Stakeholder responses:
Carolyn Dawson, CEO at Founders Forum Group, said: “The UK has always been a brilliant place to start a company and today’s reforms are a positive step towards making it just as compelling a place to scale. We’re particularly pleased to see the expansion of the EMI scheme: giving more employees a genuine stake in the companies they’re building is one of the most powerful ways to attract talent and reward the risk-takers who drive British innovation forward.
But keeping Britain’s best companies at home requires an ongoing commitment from all of us to back British success stories. When British innovation thrives, it translates directly into better jobs, higher wages, and a more resilient economy for everyone”.

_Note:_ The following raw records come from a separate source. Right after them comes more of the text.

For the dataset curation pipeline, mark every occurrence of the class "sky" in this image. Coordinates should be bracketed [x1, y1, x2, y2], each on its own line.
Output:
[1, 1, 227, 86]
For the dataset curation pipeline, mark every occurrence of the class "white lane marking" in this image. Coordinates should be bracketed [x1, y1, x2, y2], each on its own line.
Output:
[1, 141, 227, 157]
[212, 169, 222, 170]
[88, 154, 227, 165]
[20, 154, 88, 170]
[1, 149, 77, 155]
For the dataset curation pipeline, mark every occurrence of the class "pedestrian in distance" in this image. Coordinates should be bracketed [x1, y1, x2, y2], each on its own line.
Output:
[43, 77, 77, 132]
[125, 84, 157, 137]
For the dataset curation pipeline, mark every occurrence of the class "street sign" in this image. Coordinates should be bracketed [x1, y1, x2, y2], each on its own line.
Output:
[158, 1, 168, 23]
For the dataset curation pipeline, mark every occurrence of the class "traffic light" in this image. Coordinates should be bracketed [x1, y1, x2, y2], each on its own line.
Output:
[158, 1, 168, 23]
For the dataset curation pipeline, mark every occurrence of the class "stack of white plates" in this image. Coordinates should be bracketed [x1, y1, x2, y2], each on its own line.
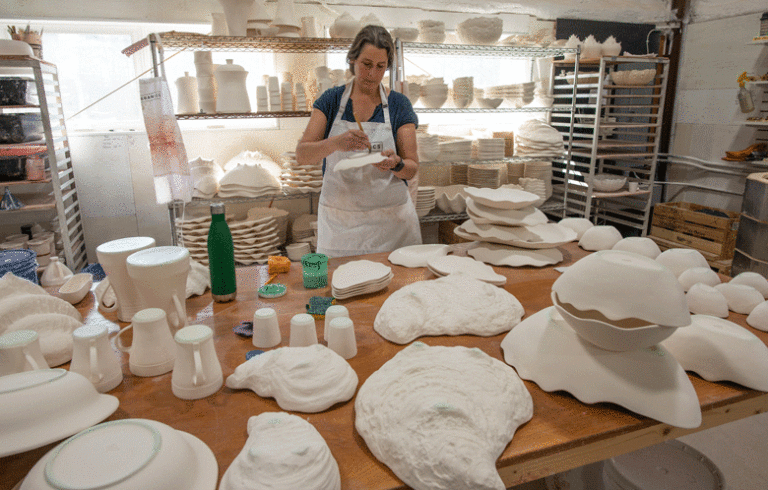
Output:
[256, 85, 268, 112]
[415, 186, 436, 217]
[485, 82, 535, 105]
[417, 134, 439, 162]
[291, 213, 317, 249]
[468, 165, 503, 189]
[451, 163, 469, 185]
[331, 260, 393, 300]
[524, 161, 553, 199]
[476, 138, 505, 161]
[452, 77, 474, 108]
[517, 178, 547, 207]
[268, 76, 280, 112]
[295, 82, 307, 111]
[426, 254, 506, 285]
[279, 152, 323, 193]
[281, 82, 293, 111]
[438, 139, 472, 162]
[177, 215, 281, 266]
[515, 119, 565, 158]
[218, 161, 282, 198]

Eva Barboni, Executive Director of Enterprise Britain, said: “Britain needs more companies to make the leap from start-up to scale-up to global champion. These measures speak directly to two of the three pillars we set out as urgent priorities in our most recent report: access to capital and the ability to attract and retain talent.
The changes to the EMI scheme are particularly important. Talent is the lifeblood of high-growth firms, and widening access to share ownership will help more British scale-ups attract and retain the people they need to compete globally. It will also help ensure that the benefits of those companies’ success are shared more widely”.
Dom Hallas, Executive Director, Startup Coalition: “Expanding EMI is a genuine win for the startup ecosystem - it gives high-growth companies far more room to compete for talent, which is ultimately what drives scaling success. The improvements to EIS will also help unlock more capital into early-stage businesses, particularly in knowledge-intensive sectors where the UK has real comparative advantage. We are optimistic that next year we will see further improvements to the tax landscape for founders, following the ongoing call for evidence”.
Irene Graham OBE, CEO at ScaleUp Institute, said: “It is very good to see the commitments made in the Budget now being fully enacted. The changes now in effect for EIS / VCT / EMI make a tangible difference to businesses scaling across sectors and geographies as they progress their global growth ambitions. The long-term increased capacity of the British Business Bank and practical solutions that are now deployed such as the British Growth Partnership Fund, alongside Venture Link, are vital enablers, working with the private sector, to build and increase critical scaleup investment into our innovative scaling firms across the country. These packages, alongside the Government’s listing relief; further review of tax policy to support investment in high-growth UK companies and focus on how to evolve IP lending, are clear signals to encourage businesses to start, scale and stay in the UK”.
Hannah Seal, Partner at Index Ventures, said: "The UK now has the most competitive stock option scheme of any large economy in the world. By doubling the headcount cap and quadrupling the asset threshold for EMI, the Government has created a world-leading scheme that surpasses its global peers. This is a game-changer for British entrepreneurship, allowing UK startups to compete with global giants for the best talent. We are grateful to the founders who joined us to advocate for this change and to the Government for taking decisive action to make the UK the best place for top talent”.
Elaine Stroud, Chief Executive, Entrepreneurs Forum, said: "It’s encouraging to see real practical support which will help ambitious businesses to scale. Access to funding remains one of the biggest barriers to growth, and these measures should make it easier for entrepreneurs to unlock that next stage”.